Architecting a vSphere Compute Platform : Designing Host Security for Multitenanted Clouds : 10.6 Transparent Page Sharing Security
   
10.6 Transparent Page Sharing Security
Transparent Page Sharing (TPS) is a mechanism used by the VMkernel for more effective use of physical memory resources by only storing once memory pages that are identical on two or more virtual machines. Each virtual machine has only read access to shared memory pages, and as soon as a virtual machine tries to modify a shared page, a new private copy is created by the VMkernel.
Shared pages are most commonly seen when a host is running multiple virtual machines with the same guest operating system.
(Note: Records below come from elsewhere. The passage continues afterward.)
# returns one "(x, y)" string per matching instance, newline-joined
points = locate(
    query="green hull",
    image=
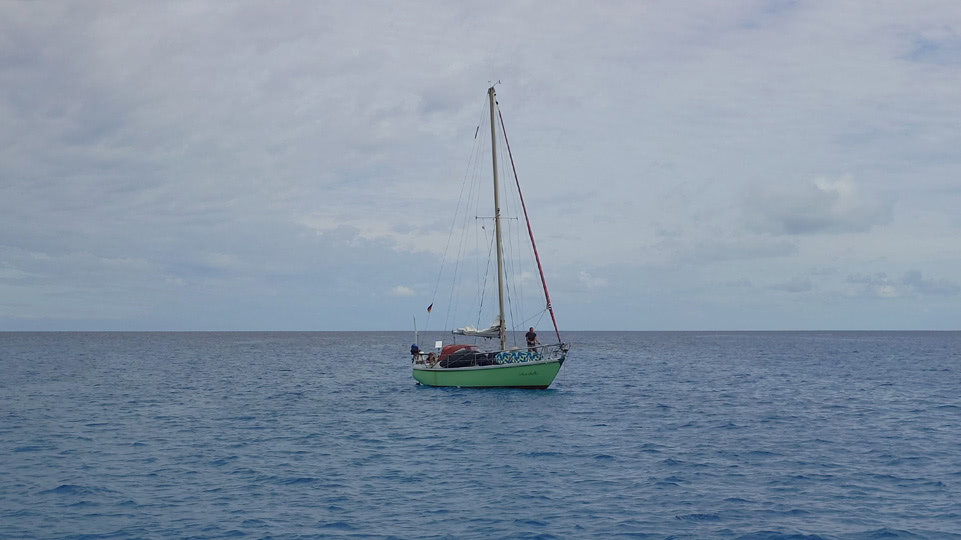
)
(529, 375)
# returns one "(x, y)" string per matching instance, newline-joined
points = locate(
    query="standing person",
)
(531, 339)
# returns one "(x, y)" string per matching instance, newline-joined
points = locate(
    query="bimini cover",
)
(492, 331)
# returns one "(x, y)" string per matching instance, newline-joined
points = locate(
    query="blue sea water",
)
(683, 435)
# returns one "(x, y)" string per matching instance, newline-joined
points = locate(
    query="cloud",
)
(941, 287)
(401, 290)
(877, 285)
(712, 250)
(823, 206)
(795, 285)
(590, 281)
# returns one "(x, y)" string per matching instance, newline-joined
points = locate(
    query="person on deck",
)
(531, 339)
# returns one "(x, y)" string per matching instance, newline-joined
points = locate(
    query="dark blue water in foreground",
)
(325, 435)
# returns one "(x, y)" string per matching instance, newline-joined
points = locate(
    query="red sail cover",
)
(450, 349)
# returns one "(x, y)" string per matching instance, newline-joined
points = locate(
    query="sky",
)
(738, 165)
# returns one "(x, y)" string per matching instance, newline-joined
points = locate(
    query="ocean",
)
(661, 435)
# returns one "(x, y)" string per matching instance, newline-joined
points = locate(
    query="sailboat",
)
(527, 365)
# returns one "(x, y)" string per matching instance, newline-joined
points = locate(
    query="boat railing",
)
(474, 358)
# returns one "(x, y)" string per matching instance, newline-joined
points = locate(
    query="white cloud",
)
(401, 290)
(590, 281)
(270, 165)
(822, 206)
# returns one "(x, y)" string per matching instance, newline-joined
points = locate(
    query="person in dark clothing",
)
(531, 339)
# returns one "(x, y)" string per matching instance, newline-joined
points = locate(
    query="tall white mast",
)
(497, 228)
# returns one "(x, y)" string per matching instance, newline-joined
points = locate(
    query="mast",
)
(497, 228)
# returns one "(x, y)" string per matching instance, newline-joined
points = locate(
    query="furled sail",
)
(492, 331)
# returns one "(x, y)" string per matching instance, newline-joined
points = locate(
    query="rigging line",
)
(487, 268)
(469, 207)
(450, 234)
(540, 269)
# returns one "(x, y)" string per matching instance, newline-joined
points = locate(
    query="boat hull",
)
(532, 375)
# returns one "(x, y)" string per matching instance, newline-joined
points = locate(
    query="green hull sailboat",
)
(532, 365)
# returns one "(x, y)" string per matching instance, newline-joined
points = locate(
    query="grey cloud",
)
(718, 250)
(795, 285)
(822, 206)
(932, 287)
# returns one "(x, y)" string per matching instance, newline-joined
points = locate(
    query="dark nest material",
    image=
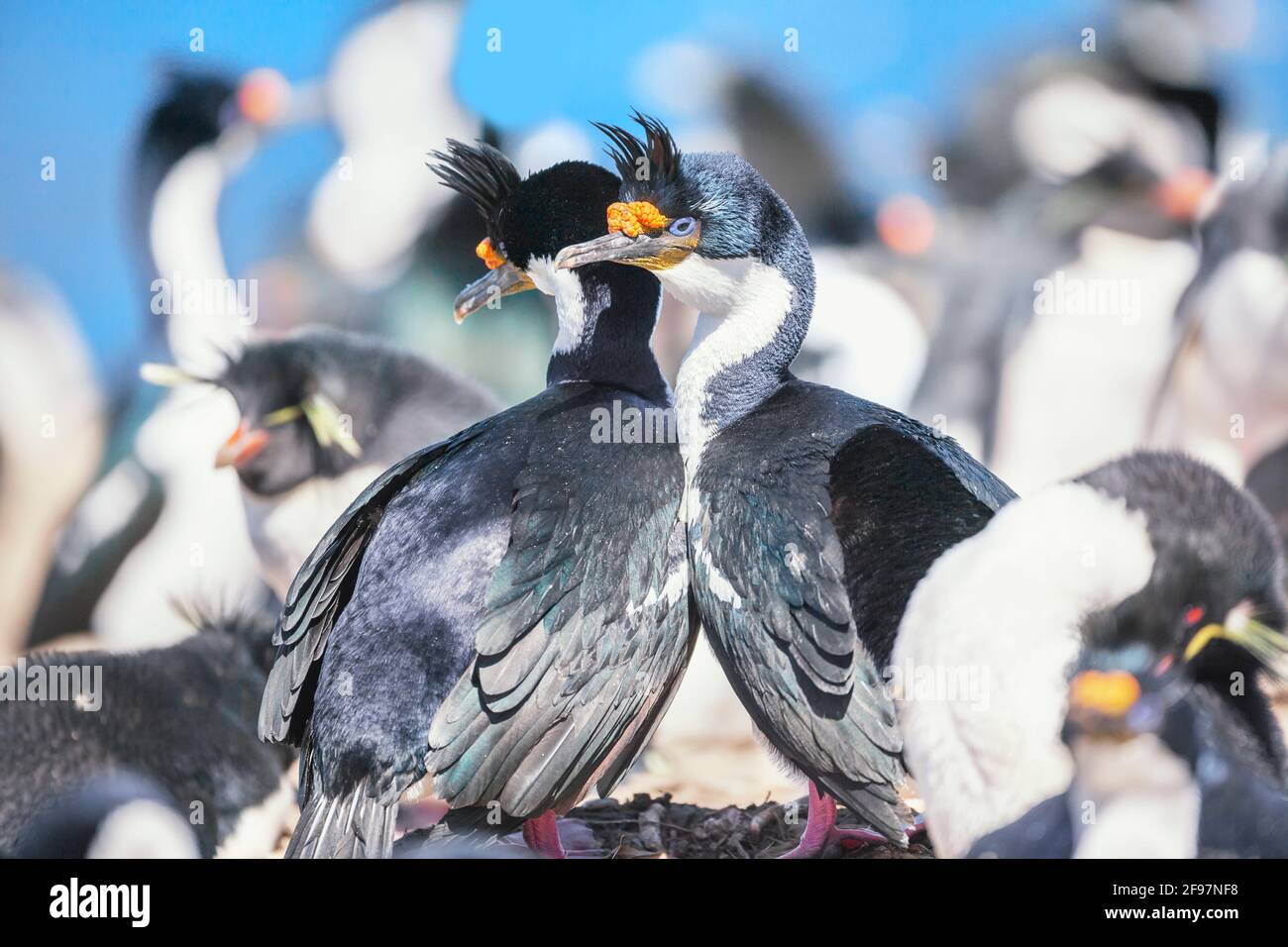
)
(656, 827)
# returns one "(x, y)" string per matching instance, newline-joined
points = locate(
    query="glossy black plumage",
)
(506, 609)
(183, 716)
(822, 512)
(811, 514)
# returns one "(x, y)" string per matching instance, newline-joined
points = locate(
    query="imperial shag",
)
(322, 414)
(811, 514)
(1154, 552)
(500, 618)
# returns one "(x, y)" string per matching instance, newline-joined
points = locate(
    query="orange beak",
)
(244, 445)
(1181, 195)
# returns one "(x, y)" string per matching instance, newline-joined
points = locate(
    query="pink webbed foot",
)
(820, 831)
(561, 838)
(541, 834)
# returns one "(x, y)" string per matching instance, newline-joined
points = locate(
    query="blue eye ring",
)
(682, 227)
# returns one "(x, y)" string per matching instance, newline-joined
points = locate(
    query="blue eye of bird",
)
(683, 227)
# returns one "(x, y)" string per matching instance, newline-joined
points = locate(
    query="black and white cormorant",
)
(52, 436)
(119, 814)
(810, 513)
(1160, 770)
(1153, 551)
(323, 412)
(500, 618)
(1225, 395)
(181, 716)
(161, 522)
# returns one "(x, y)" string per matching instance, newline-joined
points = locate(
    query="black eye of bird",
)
(683, 227)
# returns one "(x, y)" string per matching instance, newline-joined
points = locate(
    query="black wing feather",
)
(322, 587)
(580, 647)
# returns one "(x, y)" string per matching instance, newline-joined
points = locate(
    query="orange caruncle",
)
(488, 256)
(635, 218)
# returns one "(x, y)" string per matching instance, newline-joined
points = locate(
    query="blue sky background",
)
(77, 76)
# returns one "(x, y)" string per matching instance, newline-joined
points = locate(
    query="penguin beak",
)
(244, 445)
(1102, 701)
(651, 252)
(503, 281)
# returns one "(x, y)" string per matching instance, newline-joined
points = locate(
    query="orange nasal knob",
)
(488, 256)
(1108, 692)
(635, 218)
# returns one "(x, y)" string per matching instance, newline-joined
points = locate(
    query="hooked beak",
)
(244, 445)
(503, 281)
(651, 252)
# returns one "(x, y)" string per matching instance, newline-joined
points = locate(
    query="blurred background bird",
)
(1054, 231)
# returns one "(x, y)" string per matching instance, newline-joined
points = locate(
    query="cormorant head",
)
(304, 401)
(675, 209)
(527, 219)
(1215, 599)
(197, 107)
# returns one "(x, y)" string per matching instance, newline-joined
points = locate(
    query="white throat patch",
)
(570, 300)
(742, 303)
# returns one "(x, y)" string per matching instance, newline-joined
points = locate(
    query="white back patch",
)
(1004, 609)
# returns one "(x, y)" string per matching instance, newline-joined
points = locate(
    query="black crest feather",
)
(481, 172)
(658, 150)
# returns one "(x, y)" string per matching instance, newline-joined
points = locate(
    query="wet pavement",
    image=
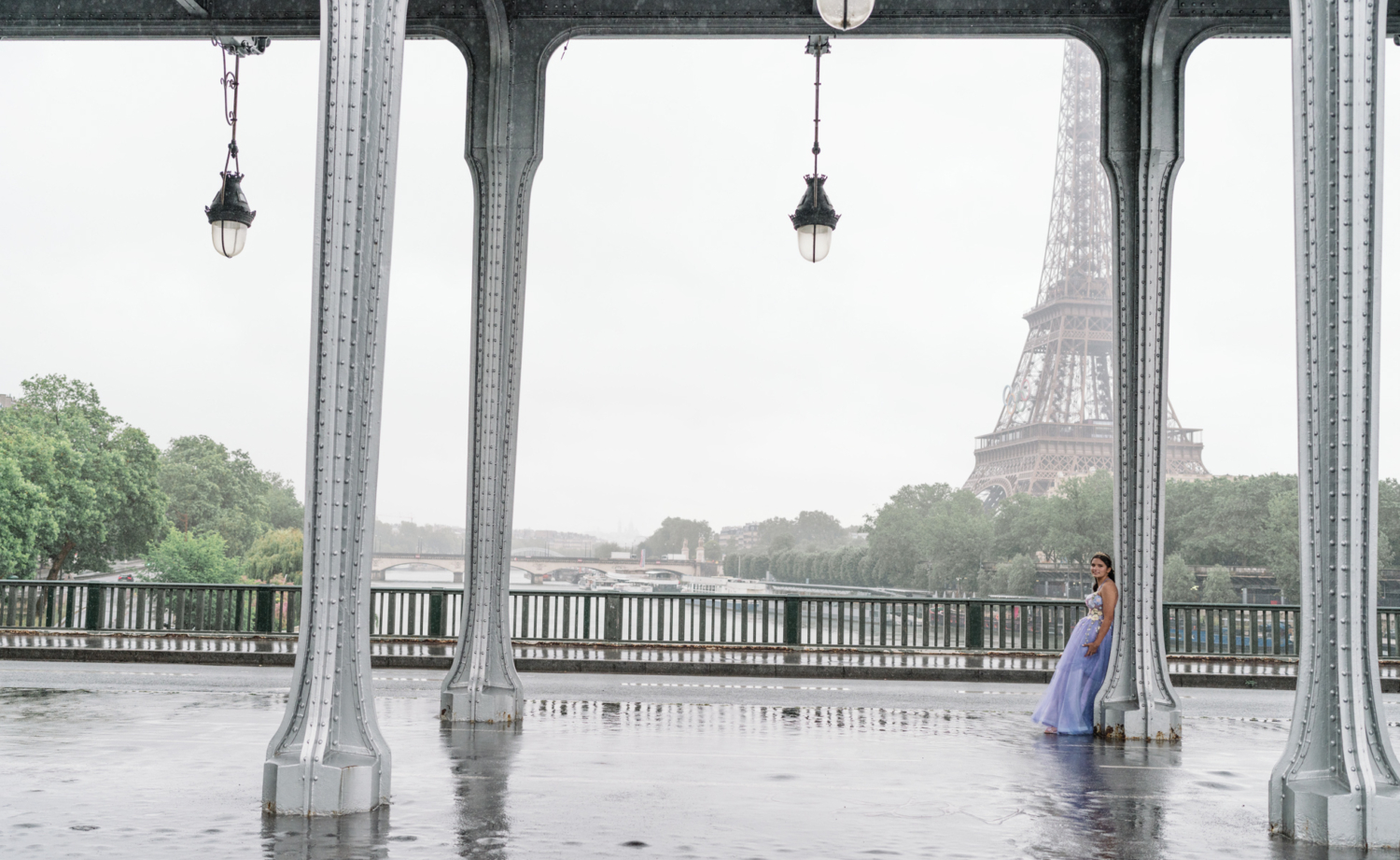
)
(129, 761)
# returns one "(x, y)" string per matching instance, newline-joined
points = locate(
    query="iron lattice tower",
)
(1057, 415)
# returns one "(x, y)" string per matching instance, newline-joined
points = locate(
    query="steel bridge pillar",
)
(1142, 106)
(1338, 781)
(506, 103)
(328, 756)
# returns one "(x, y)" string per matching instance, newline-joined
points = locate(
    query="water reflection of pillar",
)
(325, 838)
(1091, 811)
(481, 768)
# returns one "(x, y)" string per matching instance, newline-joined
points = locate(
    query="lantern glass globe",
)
(814, 241)
(846, 14)
(229, 237)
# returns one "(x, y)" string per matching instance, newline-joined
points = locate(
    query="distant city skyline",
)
(679, 359)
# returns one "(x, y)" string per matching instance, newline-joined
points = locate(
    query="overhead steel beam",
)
(504, 139)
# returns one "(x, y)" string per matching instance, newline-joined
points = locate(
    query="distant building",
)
(570, 545)
(739, 538)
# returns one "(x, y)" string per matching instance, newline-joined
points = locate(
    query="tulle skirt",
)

However, the advent of more and more x64-based guest operating systems, where the guest leverages large page tables, has seen the effective benefits of TPS being significantly reduced.
More recently however, prompted by academic research in 2014 that leveraged TPS to gain unauthorized access to data under certain highly-controlled conditions, changes to the default TPS settings in the ESXi update releases of Q4 2014 and Q1 2015 were made.
Although VMware believes the risk of TPS being used to gather sensitive information is low, so that ESXi ships with default settings that are as secure as possible, TPS management options have been introduced and inter-virtual machine TPS is no longer enabled by default. Administrators are able to easily revert this new default behavior to enable TPS if they want to do so.